Strack-Zimmermann wandte sich zunächst an Wolfgang Kubicki, einen der bekanntesten und umstrittensten FDP-Politiker, mit der Idee eines gemeinsamen Führungsduos. Obwohl Kubicki das Angebot zunächst ablehnte, loteten beide nach Bekanntwerden des Wahlergebnisses kurzzeitig eine mögliche Zusammenarbeit aus. Strack-Zimmermann argumentiert, dass ihre Kooperation unterschiedliche Wählergruppen ansprechen und Vorwürfe entkräften könnte, sie seien nicht teamfähig.

Zudem schlug sie vor, Henning Höne, den stellvertretenden Parteivorsitzenden, in ein gemeinsames Führungstrio einzubinden. Sie lobte Hönes politische Erfahrung und betonte, dass seine Generation eine zentrale Rolle bei der langfristigen Ausrichtung der FDP spielen werde. Ein Trio aus ihr selbst, Kubicki und Höne ergebe angesichts der aktuellen Krise der Partei Sinn, so Strack-Zimmermann.

Das Ergebnis in Baden-Württemberg markiert einen drastischen Einbruch für die FDP, die in früheren Umfragen noch bei 5 bis 6 Prozent gelegen hatte.

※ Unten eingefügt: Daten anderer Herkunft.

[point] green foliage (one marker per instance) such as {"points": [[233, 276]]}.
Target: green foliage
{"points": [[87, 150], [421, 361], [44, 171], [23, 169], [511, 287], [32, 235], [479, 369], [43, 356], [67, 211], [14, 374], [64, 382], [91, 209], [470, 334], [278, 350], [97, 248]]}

Zwar sind bundesweite Vergleiche zwischen 2021 und 2026 noch unklar, doch der Verlust hat den Druck auf eine schnelle Führungslösung deutlich erhöht.

Mit ihren Vorschlägen will Strack-Zimmermann die FDP nach dem Rückschlag stabilisieren. Eine gemeinsame Führung könnte die verschiedenen Parteiflügel zusammenbringen und das Vertrauen in die Liberalen wiederherstellen. Die endgültige Entscheidung liegt jedoch bei Kubicki und anderen führenden Parteimitgliedern.